2.° Las formas verbales monosilábicas y las formas agudas, seguidas
de un solo enclítico, se atienen en el uso ortográfico de la tilde
al mismo régimen que cuando se emplean solas: da-le, fui-me, decid-me,
reír-se, oír-lo, dé-le (del verbo dar), salí-me, partió-se (los
verbos con el mismo acento ortográfico que cuando se emplean solos:
da, fui, decid, reír, etc; pero la formación se atiene a las reglas
generales del uso ortográfico solamente en los cinco primeros ejemplos:
dale como sale, de estructura silábica análoga; fuime como fuiste,
etc.; en los tres últimos ejemplos, se aparta de las reglas generales:
déle diferente acentuación que la palabra ele - nombre de la letra
l -, de estructura silábica análoga; salíme diferente de sublime,
etc.)
3.° Si una forma verbal monosilábica o aguda se agrupa con dos
enclíticos, la vocal prosódicamente acentuada del verbo se escribe
siempre con tilde, aunque no lo requiera cuando se emplea sola:
dá-se-lo, dí-me-lo, decíd-nos-lo, pedír-me-la (en contraste con
da, di, decid, pedir); partió-se-le, oír-se-lo (de acuerdo con partió,
oír). Todas las formaciones se convierten en "supuestas" palabras
esdrújulas.
4.° Si una forma verbal llana o esdrújula 46 se agrupa con uno
o más enclíticos (v. la nota 9 del cap. 1.5), la vocal prosódicamente
acentuada del verbo lleva siempre tilde, lo exija o no cuando se
emplea sin enclíticos: hablála-se, mirándo-os, quisiéra-lo, viéra-nos,
dába-se-le, hablándo-se-lo, permíta-se-me; dijéra-se-me-lo (en contraste
con hablaba, mirando, quisiera, viera; daba, hablando, permita;
dijera). Pero decía-me, oía-lo, veía-la; decía-me-lo (de acuerdo
con las formas verbales empleadas solas: decía, oía, veía).

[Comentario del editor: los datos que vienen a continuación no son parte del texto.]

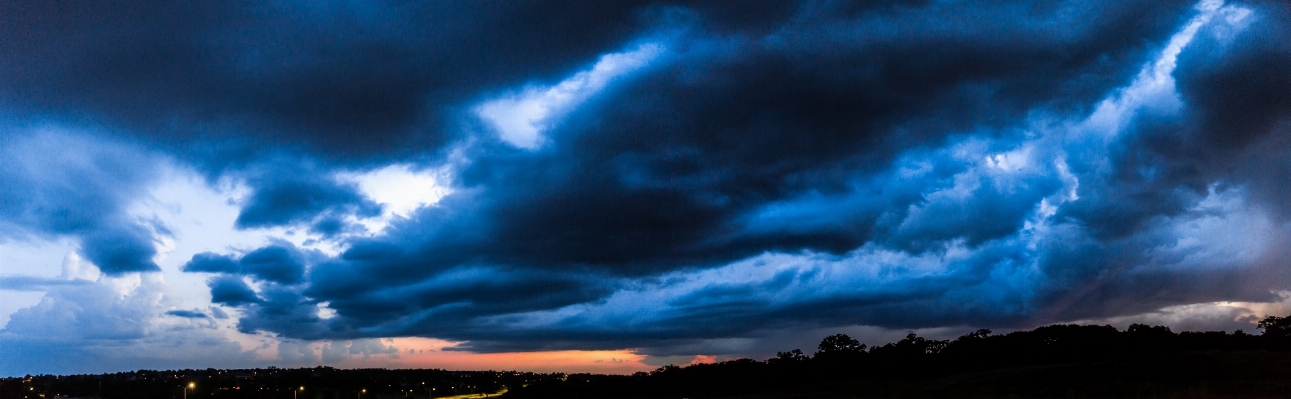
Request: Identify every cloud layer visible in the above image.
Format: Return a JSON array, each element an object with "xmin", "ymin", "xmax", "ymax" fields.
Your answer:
[{"xmin": 0, "ymin": 1, "xmax": 1291, "ymax": 371}]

Todas
las formaciones son aqui esdrújulas o sobresdrújulas.
5.° Cuando alguna de estas formaciones se sustantiva, se emplea
tilde si la voz resultante es esdrújula, aunque el verbo no la lleve
fuera del compuesto: pésame, pésete. Inversamente, deja de emplearse
tilde si el sustantivo tiene acentuación llana, aunque la lleve
la forma verbal cuando se emplea fuera del compuesto: acabose, cargareme,
detente.
6.° Aparecen sometidos a un régimen ortográfico especial los imperativos
plurales de los verbos reflexivos, o en construcción reflexiva,
tras de la pérdida de la desinencia -d47. Formas como marcha-os,
detene-os han de emplearse sin tilde, a pesar de que la forma verbal
es aguda 48 y de que se agrupa con un solo enclítico. Pero estos
imperativos se igualan así ortográficamente a los nombres terminados
en /éo/, /áo/ de que hemos tratados en el § 1.8.3D, 5.°. Como ellos,
y por las razones que se exponen allí vacilan entre diptongo e hiato,
pero un recuento casi exhaustivo, realizado en los setenta primeros
tomos de la Biblioteca de Autores Españoles, da un 80 por 100 de
ocurrencias a favor del diptongo (v. nota 37 de este capítulo).
Los verbos en -ir llevan tilde: partíos, a causa del hiato.